Zaffarano's real estate holdings were initially valued at about $1.8 million, but intense interest from developers when the city and state decided to rebuild the Times Square area pushed the value past $18 million, according to public records.
The government witness, identified by sources and published reports as Asaro's cousin Gaspare Valente, alleged that Asaro told Zaffarano's son to "do the right thing" and to give him and Ianniello $1 million each because Ianniello would be losing a peep show in one of the properties, according to court documents filed in the Lufthansa criminal case. Ultimately Zaffarano's son paid Ianniello and gave Asaro $400,000, according to federal prosecutors.
But real estate broker Robert I. Shapiro, who handled the complicated Zaffarano property deals, which involved the late real estate development William Zeckendorf Jr. and others, doubted there was any payment going to the mob.
"It didn't go to the Lufthansa guys," Shapiro asserted in a telephone interview.
Shapiro said that money used to buy out Ianniello's leasehold of the Mardi Gras Topless Bar and Grill actually went to the office of then-Manhattan U.S. Attorney Rudy Giuliani. It turned out that Giuliani's office had taken over Ianniello's business interest, including the former Umberto's Clam House, after the mobster was indicted in 1985.

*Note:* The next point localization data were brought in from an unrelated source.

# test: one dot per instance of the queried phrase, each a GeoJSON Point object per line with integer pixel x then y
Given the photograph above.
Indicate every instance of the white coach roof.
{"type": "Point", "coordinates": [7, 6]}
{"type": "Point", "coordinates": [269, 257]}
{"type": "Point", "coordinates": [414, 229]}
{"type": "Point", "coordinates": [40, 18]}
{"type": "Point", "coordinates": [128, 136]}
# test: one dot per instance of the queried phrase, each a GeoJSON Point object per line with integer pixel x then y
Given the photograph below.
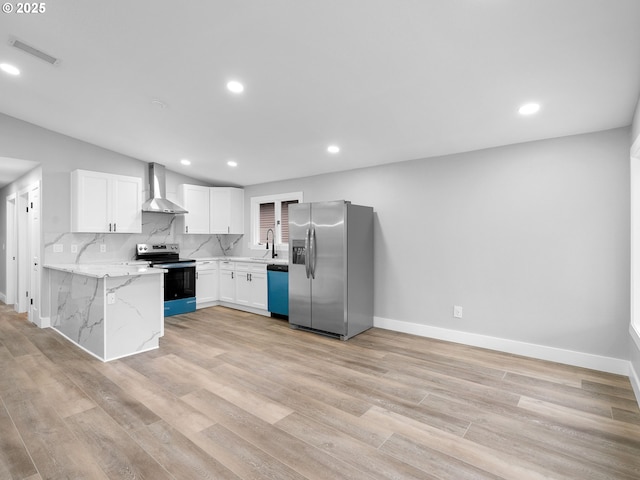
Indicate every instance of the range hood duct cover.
{"type": "Point", "coordinates": [158, 202]}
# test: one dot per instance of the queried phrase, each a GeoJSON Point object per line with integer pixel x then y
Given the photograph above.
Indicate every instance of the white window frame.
{"type": "Point", "coordinates": [254, 242]}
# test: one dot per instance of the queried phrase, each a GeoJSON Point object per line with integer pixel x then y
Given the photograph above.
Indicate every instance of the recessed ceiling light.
{"type": "Point", "coordinates": [235, 86]}
{"type": "Point", "coordinates": [10, 69]}
{"type": "Point", "coordinates": [529, 108]}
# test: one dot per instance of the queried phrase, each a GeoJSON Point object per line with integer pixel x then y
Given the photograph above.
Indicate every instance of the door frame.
{"type": "Point", "coordinates": [11, 260]}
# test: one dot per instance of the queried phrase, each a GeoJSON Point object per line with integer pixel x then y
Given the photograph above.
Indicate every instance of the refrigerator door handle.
{"type": "Point", "coordinates": [307, 240]}
{"type": "Point", "coordinates": [313, 253]}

"There is value for the bar and grill and that money was paid to the U.S. attorney's office," said Shapiro in a telephone interview.
In a summary of the deals, which Shapiro wrote for a major real estate industry award in 1986 and which he shared with Newsday, he put the buyouts of the Ianniello lease at $750,000, a gay bathhouse for $292,000 and a buyout of a large pornographic bookstore of $1.3 million.
Properties purchased from the Zaffarano family included 207 West 48th St.; 1601 Broadway, which housed Ianniello's Mardi Gras bar; and 1603-7 Broadway, according to Shapiro. Millions of dollars more went to pay off back taxes and other debts, Shapiro said. Shapiro said while the old-time mobsters presided over a dying Times Square sex industry, they were astute businessman, particularly the late Michael Zaffarano.
"He had three other different angles you never thought of," remembered Shapiro. "He was a very smart guy."